Having grown up in the fickle climate of western England, no more majestic can be the blood red stems and umbrella sized leaves of the love or hate it Rheum rhaponticum. It sits in the shady damp corner of the garden singing “desserts for you”.
As it withers and fades to a soggy mess of nothing through the winter months before bringing out the best in the joys of springs, as it bright pink stems rise like sky scrapers from the terracotta pot that forces them free. From nothing, we watch engaged for a couple of months as the swamping green canopy evolves from these stems stretching out its unwanted oxalic acid through its deep green plumage.
So why am I talking rhubarb you ask? Well, it’s a battle here in Queensland’s Sunshine Coast. The intensity of the sun and humidity sends it huddling for cover and the custard is turning cold as I wait for the rhubarb to come good. I love gardening battles. Isn’t the most rewarding aspect in gardening challenges in growing a stubborn beast successfully? Combing it out of its misery and reliving the glory days. I remember that 2 metre beast that all but covered up the two days of the British summer sun and dwarfed everything in sight. So how can I get it right here in Queensland?
To be true to type, rhubarb has to come from cuttings, not seed, as the varieties all have slightly different characteristics. Some varieties have redder stalks than others, varying from a cherry to a blood red. The red colour is often controlled by the use of certain fertilisers. The redder varieties tend to be the summer producers.
Rhubarb has a very unique flavour, but you need the right variety at the right time of the year, when it is in peak production, for the best flavour, as out of season the flavour does change. Rhubarb particularly thrives on animal manures such as our chook manure, but it will also grow well on blends of good artificial fertilisers. I love the Apex range. It’s mother’s milk to most things green I think.
Rhubarb is a very hardy plant although will not tolerate frosts.

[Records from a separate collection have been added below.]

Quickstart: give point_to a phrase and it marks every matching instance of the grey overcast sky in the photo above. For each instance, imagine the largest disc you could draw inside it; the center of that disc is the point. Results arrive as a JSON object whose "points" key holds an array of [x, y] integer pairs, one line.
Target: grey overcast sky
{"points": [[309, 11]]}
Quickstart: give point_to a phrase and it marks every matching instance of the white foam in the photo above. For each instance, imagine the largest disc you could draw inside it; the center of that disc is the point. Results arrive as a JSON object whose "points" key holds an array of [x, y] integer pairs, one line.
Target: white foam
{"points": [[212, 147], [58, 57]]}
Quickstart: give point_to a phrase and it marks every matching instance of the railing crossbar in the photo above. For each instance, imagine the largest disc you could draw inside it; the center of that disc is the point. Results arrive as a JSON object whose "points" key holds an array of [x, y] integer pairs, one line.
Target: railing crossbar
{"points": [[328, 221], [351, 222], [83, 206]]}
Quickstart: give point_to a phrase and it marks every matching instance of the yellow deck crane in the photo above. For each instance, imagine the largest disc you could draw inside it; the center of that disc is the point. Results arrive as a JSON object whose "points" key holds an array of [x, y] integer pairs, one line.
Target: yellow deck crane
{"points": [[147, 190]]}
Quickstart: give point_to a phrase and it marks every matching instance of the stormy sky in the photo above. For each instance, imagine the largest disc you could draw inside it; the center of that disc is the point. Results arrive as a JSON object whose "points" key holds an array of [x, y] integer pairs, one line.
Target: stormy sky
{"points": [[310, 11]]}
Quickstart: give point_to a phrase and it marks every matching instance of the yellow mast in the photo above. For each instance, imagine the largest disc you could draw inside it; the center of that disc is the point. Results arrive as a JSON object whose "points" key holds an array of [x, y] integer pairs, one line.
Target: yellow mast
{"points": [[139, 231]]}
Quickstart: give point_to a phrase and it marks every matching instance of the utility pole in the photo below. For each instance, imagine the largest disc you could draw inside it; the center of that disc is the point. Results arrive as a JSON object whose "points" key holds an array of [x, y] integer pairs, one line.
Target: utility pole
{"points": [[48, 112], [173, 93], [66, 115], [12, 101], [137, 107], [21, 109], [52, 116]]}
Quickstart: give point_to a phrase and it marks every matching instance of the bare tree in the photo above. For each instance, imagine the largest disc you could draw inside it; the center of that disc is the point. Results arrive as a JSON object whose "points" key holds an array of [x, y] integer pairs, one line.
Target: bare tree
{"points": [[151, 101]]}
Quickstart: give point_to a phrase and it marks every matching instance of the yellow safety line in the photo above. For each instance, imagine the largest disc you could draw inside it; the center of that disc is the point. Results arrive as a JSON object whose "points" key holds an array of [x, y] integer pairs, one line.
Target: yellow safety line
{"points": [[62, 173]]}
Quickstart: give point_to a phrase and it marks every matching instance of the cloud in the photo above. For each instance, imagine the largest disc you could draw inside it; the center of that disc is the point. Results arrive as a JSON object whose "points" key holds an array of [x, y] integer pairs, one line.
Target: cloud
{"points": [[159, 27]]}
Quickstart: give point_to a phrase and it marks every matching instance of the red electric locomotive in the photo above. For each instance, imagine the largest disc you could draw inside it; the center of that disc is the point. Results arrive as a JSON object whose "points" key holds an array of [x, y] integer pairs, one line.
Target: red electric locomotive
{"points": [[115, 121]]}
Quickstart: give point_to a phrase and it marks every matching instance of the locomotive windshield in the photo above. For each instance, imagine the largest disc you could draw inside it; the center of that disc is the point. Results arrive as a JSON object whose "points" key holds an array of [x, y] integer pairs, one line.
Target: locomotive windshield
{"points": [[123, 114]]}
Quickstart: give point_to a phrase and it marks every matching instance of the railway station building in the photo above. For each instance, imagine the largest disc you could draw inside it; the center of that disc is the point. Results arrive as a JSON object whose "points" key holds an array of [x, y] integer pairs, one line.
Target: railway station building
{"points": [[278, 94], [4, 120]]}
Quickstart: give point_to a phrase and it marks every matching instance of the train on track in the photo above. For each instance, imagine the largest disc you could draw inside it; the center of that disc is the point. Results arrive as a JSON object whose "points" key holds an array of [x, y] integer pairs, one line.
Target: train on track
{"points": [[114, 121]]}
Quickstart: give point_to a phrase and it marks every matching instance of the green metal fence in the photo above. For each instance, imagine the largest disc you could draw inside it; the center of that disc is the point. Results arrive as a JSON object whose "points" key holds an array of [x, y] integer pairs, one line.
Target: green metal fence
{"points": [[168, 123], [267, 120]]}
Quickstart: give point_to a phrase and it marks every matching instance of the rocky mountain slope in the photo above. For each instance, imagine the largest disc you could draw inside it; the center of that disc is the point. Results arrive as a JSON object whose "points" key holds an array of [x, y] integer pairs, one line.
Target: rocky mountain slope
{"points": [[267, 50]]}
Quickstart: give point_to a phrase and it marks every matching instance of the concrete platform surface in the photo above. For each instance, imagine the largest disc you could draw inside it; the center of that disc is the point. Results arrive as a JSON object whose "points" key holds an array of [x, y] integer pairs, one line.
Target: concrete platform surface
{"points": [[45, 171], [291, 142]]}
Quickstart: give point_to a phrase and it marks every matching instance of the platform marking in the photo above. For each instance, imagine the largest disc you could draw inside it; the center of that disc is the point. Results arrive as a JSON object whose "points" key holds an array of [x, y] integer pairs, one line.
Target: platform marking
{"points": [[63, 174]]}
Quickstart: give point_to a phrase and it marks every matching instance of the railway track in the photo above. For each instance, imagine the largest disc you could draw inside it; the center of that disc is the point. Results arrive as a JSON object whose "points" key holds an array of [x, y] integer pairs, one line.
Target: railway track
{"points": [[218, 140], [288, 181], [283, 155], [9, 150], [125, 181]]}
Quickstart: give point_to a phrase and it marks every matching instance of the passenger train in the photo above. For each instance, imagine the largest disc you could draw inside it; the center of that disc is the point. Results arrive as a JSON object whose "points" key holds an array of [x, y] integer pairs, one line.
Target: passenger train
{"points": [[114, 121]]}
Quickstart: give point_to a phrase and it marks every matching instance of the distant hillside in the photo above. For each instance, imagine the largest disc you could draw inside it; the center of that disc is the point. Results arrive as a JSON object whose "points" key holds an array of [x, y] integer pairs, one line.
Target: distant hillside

It is not bothered by pests – snails have a go at the leaves, but it hardly matters as they end up in the compost heap. During harvesting, some varieties are easier to break from the plant than others, and as my dear grandfather always said “Never cut off or snap! Pull, pull!”. It is important to keep the ends on the stalks, as this will produce a longer shelf life. If they’re broken, they go off. Every five to eight years the crowns are broken up and divided so we always have good, fresh produce.
Rhubarb takes about six to eight months to grow from a bare root crown to the harvest stage, although rhubarb has a long harvesting period. A good crop produces up to five times a season and should give between five and seven bunches each harvest.
Rhubarb is an incredibly versatile vegetable, providing all manner of sweet and savoury dishes, wines and preserves. Nothing, yes, nothing surpasses the greatest dessert ever made. Rhubarb crumble. Here is my Grandmother’s recipe and photos showing us making it over the weekend.
4 chopped rhubarb stems
1¼ cups flour, 1 cup oats
1 teaspoon cinnamon
1¼ cups packed brown sugar
½ cup melted butter
Chop up the rhubarb stems. Mix together the flour, oats, cinnamon, brown sugar and melted butter. Then add and press one-half of crumb mixture into a buttered baking dish.
Add the sugar to a cup cold water and microwave until thick, clear, and bubbly, approximately 3-5 minutes, then add the chopped rhubarb to the crumb mixture in the baking dish. Pour sugar sauce evenly over the rhubarb. Top with the remaining crumb mixture.
Bake at 180 degrees until edges are bubbling and crumb topping is browned, about 30-40 minutes:
The stems used were my first crop. Grown in a pot in the shade, it’s no wondrous work of art yet, but ever hopeful that stems will sprout and the custard whisker will begin to hum.